A history of greater smoking consumption was associated with faster vessel density loss over time. Authors of this study suggest that smoking intensity should be considered when assessing the risk of glaucoma progression, as well as its management. (Image from a different patient than those studied.)

A history of greater smoking consumption was associated with faster vessel density loss over time. Authors of this study suggest that smoking intensity should be considered when assessing the risk of glaucoma progression, as well as its management. (Image from a different patient than those studied.) Photo: Michael Cymbor, ODClick image to enlarge.
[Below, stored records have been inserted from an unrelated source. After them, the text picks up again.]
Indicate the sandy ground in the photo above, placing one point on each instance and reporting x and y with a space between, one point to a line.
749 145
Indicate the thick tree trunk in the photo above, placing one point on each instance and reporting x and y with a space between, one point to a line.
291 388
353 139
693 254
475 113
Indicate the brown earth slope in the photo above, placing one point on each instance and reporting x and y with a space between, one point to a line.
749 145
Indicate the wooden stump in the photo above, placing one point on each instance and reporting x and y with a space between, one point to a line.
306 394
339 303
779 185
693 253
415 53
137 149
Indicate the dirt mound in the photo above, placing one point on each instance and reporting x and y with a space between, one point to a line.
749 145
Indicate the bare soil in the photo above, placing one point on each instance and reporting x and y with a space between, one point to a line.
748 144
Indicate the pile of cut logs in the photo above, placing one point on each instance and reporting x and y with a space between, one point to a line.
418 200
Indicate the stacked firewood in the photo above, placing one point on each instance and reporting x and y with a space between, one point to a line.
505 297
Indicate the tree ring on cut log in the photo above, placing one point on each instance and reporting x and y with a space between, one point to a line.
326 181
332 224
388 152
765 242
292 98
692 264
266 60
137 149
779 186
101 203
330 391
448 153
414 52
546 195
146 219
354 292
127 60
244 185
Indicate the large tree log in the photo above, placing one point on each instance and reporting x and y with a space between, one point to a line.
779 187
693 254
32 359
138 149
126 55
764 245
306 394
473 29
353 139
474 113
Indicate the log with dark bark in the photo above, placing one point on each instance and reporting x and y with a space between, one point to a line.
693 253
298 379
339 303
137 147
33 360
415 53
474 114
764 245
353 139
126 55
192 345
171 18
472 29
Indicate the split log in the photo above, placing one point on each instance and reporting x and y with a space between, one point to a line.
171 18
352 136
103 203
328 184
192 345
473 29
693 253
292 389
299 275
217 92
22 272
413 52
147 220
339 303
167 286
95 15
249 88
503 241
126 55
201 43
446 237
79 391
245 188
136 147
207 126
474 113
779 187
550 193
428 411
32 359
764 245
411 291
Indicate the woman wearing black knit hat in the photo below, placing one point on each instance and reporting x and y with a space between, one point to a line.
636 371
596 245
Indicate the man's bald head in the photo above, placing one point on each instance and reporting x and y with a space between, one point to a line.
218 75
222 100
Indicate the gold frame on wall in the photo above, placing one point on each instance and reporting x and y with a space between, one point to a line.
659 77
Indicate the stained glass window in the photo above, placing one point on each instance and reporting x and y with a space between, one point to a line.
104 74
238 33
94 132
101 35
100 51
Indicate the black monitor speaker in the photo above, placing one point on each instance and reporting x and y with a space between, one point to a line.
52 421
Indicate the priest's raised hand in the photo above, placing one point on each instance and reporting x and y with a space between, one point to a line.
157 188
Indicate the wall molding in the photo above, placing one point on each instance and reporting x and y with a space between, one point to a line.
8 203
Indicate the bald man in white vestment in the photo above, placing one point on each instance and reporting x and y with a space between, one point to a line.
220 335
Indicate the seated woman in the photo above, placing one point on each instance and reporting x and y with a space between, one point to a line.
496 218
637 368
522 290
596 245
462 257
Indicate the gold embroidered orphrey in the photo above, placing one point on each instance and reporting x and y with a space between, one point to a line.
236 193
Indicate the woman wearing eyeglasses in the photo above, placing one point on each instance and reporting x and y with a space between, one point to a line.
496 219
The health consequences of habitual smoking are of course well known in pulmonary and cardiovascular disease, but its association with primary open-angle glaucoma (POAG) remains inconclusive despite extensive study over the years. To get a clearer picture of this association, researchers from UC San Diego investigated the relationship of smoking and smoking intensity with the rate of optic nerve head whole image capillary density loss in primary open angle glaucoma (POAG) and glaucoma suspect patients. They found that a lifetime history of greater smoking consumption was associated with faster vessel density loss overtime and that smoking could be a potential risk factor for glaucoma.

POAG patients who had at least two years of follow-up and OCT angiography (OCT-A) performed at a minimum of four visits were selected. In total, 164 eyes (69 glaucoma suspects and 95 POAG) of 110 patients were included with a mean follow-up of four years. Of the 110 patients, 45.5% had a reported history of smoking. The smoking intensity was calculated as the pack-year at the baseline OCT-A. Various statistical measures were used to determine the effect of each parameter on the rates of capillary density loss over time.
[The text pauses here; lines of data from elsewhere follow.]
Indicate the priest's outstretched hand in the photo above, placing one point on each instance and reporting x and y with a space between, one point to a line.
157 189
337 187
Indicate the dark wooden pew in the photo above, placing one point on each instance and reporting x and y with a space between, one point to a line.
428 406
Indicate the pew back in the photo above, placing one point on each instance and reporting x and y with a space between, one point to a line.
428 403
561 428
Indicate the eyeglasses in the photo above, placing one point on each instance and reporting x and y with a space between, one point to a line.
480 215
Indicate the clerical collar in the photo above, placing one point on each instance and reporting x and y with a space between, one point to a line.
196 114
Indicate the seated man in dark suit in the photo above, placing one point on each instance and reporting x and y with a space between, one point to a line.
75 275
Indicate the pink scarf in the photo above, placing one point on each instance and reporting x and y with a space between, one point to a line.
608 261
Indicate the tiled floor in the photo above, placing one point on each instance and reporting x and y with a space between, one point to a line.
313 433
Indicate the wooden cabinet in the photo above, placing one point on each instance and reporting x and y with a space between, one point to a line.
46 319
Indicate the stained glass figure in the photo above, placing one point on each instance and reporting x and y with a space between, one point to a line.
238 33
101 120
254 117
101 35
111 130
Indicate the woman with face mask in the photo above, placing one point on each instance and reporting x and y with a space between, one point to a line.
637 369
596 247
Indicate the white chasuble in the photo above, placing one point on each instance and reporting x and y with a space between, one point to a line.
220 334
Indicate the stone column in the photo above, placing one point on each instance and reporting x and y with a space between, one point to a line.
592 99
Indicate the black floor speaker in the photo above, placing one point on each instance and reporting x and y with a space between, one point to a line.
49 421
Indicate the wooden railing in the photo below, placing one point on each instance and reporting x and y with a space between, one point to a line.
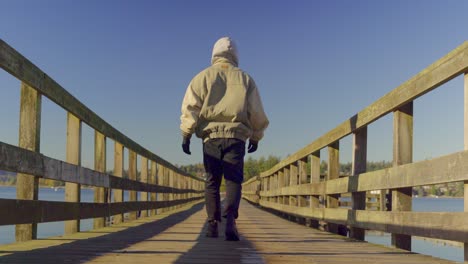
290 188
162 186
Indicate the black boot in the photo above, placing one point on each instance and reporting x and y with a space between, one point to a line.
231 229
212 229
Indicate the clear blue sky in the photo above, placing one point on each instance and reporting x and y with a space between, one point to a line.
316 63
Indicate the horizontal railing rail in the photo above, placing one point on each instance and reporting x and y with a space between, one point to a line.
292 188
162 186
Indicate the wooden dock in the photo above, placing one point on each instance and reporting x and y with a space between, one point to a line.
178 237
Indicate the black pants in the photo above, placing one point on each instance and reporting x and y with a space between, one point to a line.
223 156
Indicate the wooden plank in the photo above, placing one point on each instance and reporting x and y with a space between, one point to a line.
442 225
333 173
20 67
118 172
315 179
29 138
28 211
465 141
144 179
132 171
358 199
175 238
154 181
438 73
445 169
302 200
100 193
25 161
402 154
72 190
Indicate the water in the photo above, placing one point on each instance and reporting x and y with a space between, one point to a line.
441 250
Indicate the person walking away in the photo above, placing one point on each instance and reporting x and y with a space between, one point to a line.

Greater pack-years of smoking, rather than just smoking history, was associated with dose-related vessel density loss. The rate was faster in heavy smokers (l >20 lifetime pack-years) and smoking intensity tended to be associated with circumpapillary retinal nerve fiber layer loss over time.

Rates of vessel density loss were different among patients who have never smoked. However, for every additional 10 pack-years of smoking, there was a 0.1%/year increase in the rate of vessel density loss. “Although the effects of smoking may appear modest, these results highlight its potential role as a modifiable risk factor affecting both structural and vascular factors,” the authors explained.
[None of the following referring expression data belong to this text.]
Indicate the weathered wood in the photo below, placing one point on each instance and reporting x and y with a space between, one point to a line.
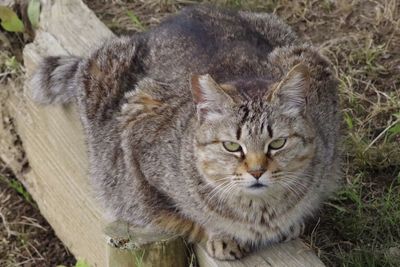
290 254
129 246
54 144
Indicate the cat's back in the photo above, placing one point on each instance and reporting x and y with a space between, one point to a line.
205 39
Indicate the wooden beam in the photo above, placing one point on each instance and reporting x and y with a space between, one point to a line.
291 254
54 144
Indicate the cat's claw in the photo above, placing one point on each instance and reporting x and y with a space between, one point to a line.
226 249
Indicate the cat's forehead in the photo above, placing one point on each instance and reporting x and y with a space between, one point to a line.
251 90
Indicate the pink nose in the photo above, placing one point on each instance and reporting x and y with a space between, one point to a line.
257 173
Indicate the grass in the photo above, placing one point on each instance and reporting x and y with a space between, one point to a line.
359 225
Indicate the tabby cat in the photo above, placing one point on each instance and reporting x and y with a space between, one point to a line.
218 125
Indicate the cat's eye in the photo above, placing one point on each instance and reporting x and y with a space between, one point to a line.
277 143
232 146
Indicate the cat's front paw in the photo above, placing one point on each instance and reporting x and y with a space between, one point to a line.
226 249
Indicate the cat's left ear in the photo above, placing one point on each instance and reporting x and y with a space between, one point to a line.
209 97
290 93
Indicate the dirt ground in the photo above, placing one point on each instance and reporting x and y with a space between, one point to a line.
359 226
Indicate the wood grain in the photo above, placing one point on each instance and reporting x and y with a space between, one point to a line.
54 144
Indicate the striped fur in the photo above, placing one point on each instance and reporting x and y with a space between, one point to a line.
157 107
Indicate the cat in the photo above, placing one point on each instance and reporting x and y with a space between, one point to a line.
219 125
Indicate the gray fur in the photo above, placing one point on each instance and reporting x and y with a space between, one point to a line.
152 155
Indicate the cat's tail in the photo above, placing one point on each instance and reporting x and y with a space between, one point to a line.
55 80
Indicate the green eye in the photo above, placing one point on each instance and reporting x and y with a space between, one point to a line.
232 146
277 143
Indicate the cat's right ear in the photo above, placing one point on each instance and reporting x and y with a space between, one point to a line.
208 97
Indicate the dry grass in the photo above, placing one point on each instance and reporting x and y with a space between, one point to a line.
359 226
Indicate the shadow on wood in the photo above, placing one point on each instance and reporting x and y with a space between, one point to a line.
54 144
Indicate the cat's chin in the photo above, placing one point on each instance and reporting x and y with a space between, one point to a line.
255 189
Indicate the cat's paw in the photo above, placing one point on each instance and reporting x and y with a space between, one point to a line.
226 249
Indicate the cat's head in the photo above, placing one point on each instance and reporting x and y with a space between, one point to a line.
248 145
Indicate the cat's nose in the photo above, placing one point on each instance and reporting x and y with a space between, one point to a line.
257 173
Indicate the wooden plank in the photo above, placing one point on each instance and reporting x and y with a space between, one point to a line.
290 254
131 246
53 141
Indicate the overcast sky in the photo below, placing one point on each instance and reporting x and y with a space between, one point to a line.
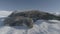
46 5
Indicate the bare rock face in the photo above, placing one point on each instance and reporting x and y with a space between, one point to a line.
36 15
28 18
18 21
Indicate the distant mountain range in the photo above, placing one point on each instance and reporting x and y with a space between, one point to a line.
35 15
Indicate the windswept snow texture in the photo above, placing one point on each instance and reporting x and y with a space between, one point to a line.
40 27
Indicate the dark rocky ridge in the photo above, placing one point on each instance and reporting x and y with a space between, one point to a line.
28 18
36 15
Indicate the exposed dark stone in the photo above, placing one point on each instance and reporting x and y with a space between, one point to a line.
18 21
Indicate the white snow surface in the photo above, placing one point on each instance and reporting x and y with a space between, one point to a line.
39 27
Previous studies using OCT-A have shown conflicting results on the acute effects of smoking on optic nerve and macular perfusion, with one showing reduced blood flow in choriocapillaris an hour after smoking while others found no immediate changes in vessel density among healthy habitual smokers.

“Our findings, however, indicate that greater smoking intensity is associated with faster vessel density loss over an average of four years,” the researchers wrote in a recent paper for Journal of Glaucoma. “This could be attributed to microinfarctions and capillary non-perfusion, leading to compromised capillary blood flow. Autopsy results of smokers have indicated fibrous thickening of blood vessel walls, even in tissues not directly exposed to smoke. Overall, the acute and chronic effects of smoking on the vascular system and tissue are multifaceted, and these effects may be more pronounced in glaucoma patients with additional risk factors.”

Based on these results, the authors suggest that smoking intensity should be considered when assessing the risk of glaucoma progression and management.

Nishida T, Weinreb RN, Tansuebcheasai N, et al. Smoking intensity is associated with progressive optic nerve head vessel density loss in glaucoma. J Glaucoma. April 23, 2024. [Epub ahead of print].